東京大学大学院博士課程のChang-Chin Wang大学院生、東京科学大学 地球生命研究所(ELSI)のMohit Melwani Daswani准教授、東京大学および宇宙航空研究開発機構の臼井寛裕教授らの研究グループは、水と反応する前の岩石の組成の違いが、炭酸塩の種類の違いを生み出したのではないかと考えました。これまで火星での水と岩石の反応を扱った研究の多くは、水が苦鉄質岩(鉄やマグネシウムを多く含み、火星で最も一般的な岩石)と反応したと仮定してきました。しかし近年では、長石に富む岩石が探査衛星や探査車によって次々と発見されており、古代火星では、このような長石に富む岩石が広く分布していた可能性も指摘されています。
研究チームは地球化学計算を考慮した一次元熱化学モデルを構築しました。このモデルでは、古代火星想定した低温で二酸化炭素に富む環境を設定し、苦鉄質岩または長石を多く含む岩石からなる地層に水がしみ込んでいく様子を再現再現し、その化学組成がどのように変化していくかを追跡しました。このモデルは、数年間の短期間の反応から最大10万年に及ぶ長期間の反応までを対象とするとともに、水の移動についても、水がほぼ動かない状態で物質が拡散する場合と地下水の流れを模して水が下向きに浸透していく場合という2つの条件で解析を行いました。

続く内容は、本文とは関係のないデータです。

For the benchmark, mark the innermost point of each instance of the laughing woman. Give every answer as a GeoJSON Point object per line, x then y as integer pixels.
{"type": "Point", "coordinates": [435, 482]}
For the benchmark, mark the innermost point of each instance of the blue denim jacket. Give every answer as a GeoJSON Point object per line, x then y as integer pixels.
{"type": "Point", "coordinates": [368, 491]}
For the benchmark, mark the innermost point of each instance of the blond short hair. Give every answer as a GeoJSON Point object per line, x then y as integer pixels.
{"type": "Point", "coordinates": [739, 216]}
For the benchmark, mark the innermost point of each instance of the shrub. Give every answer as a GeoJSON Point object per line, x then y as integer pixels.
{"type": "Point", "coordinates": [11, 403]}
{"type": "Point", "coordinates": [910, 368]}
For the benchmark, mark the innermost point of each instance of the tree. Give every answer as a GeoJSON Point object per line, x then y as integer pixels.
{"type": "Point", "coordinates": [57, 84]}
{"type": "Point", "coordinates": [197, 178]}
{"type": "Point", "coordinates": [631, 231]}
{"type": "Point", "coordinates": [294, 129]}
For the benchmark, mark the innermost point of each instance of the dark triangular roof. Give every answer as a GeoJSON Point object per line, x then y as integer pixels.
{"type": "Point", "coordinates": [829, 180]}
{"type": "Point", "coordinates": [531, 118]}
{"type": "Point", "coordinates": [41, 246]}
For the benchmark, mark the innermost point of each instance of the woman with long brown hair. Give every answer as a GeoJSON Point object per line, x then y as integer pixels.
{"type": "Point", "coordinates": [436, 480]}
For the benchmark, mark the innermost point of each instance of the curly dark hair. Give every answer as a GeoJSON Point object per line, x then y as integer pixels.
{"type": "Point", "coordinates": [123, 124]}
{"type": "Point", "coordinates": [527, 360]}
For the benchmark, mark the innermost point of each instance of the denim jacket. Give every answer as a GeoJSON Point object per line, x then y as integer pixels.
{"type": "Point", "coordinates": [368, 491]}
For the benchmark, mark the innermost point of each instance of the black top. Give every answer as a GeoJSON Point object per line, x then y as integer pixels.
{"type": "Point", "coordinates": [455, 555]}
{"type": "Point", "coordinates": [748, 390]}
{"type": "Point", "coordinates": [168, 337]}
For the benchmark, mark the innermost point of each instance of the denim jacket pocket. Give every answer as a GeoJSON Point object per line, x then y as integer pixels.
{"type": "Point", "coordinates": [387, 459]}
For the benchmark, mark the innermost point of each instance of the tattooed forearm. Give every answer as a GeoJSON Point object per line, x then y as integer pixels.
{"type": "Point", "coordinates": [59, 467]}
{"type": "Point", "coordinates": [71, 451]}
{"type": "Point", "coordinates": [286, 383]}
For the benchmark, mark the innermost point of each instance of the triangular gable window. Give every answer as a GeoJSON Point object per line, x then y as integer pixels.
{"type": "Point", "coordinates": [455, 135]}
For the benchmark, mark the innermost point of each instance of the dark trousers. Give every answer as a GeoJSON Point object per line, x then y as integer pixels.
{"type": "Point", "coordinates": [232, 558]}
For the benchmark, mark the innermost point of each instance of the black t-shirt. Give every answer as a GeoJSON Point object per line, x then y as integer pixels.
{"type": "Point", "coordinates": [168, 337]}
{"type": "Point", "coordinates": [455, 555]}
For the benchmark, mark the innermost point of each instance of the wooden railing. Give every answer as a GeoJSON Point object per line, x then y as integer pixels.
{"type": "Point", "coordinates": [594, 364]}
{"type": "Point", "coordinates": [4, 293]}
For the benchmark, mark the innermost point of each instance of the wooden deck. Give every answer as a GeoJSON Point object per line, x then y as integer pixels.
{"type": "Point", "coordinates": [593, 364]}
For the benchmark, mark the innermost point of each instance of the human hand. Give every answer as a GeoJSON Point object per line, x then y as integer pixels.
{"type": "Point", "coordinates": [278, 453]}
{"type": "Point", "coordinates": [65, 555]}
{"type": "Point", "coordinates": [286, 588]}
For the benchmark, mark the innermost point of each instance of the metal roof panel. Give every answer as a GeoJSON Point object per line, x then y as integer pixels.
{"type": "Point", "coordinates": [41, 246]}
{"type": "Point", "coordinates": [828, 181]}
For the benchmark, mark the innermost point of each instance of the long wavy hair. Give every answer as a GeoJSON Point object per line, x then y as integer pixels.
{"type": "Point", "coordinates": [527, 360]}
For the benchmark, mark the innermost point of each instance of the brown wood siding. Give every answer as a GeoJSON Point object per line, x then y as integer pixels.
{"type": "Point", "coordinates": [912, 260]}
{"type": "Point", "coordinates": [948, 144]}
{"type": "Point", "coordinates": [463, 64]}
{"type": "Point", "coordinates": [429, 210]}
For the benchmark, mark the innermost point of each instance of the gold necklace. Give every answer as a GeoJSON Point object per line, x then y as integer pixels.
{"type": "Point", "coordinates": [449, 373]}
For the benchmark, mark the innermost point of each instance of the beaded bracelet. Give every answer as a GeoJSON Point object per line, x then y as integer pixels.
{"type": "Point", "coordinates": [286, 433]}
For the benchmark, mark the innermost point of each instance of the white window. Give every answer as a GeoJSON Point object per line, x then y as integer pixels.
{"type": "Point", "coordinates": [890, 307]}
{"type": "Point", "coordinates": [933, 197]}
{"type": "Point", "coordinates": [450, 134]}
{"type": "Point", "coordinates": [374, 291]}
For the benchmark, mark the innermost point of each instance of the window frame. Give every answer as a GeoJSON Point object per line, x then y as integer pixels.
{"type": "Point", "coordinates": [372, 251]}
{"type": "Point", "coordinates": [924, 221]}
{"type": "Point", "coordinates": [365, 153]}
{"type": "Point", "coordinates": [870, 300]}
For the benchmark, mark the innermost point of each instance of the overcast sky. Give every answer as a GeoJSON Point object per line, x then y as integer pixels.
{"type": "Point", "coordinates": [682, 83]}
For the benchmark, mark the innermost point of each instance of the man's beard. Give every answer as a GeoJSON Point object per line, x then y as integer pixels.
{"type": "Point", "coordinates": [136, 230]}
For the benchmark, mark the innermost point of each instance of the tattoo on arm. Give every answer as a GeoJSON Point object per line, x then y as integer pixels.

図2:二次鉱物組成、および炭酸塩の組成と分布に影響を与えるさまざまな要因をまとめたフローチャート。なお、二次鉱物は比較的豊富に存在する非炭酸塩鉱物のみを示している。Credit: Wang, C., et al. (2026)
シミュレーションの結果、長石に富む岩石では、ほとんどの条件でカルシウム・鉄に富む炭酸塩が形成されました。一方、苦鉄質岩では反応の初期には同様の炭酸塩が形成されますが、時間の経過とともにマグネシウムを含む鉱物が溶け出し、水中のマグネシウム濃度が高くなることでマグネシウムに富む炭酸塩が形成されることが分かりました。苦鉄質岩には、カンラン石というマグネシウムに富む鉱物が含まれています。苦鉄質岩が水と反応すると、まずカルシウム・鉄に富む炭酸塩が形成されます。このときカンラン石もまだ残っていると考えられますが、実際には、カルシウム・鉄に富む炭酸塩が見つかっても、カンラン石が見つからない場所がありました。この従来のモデルでは説明しにくい観測的証拠は、炭酸塩が長石に富む岩石から形成されたと考えることで説明できます。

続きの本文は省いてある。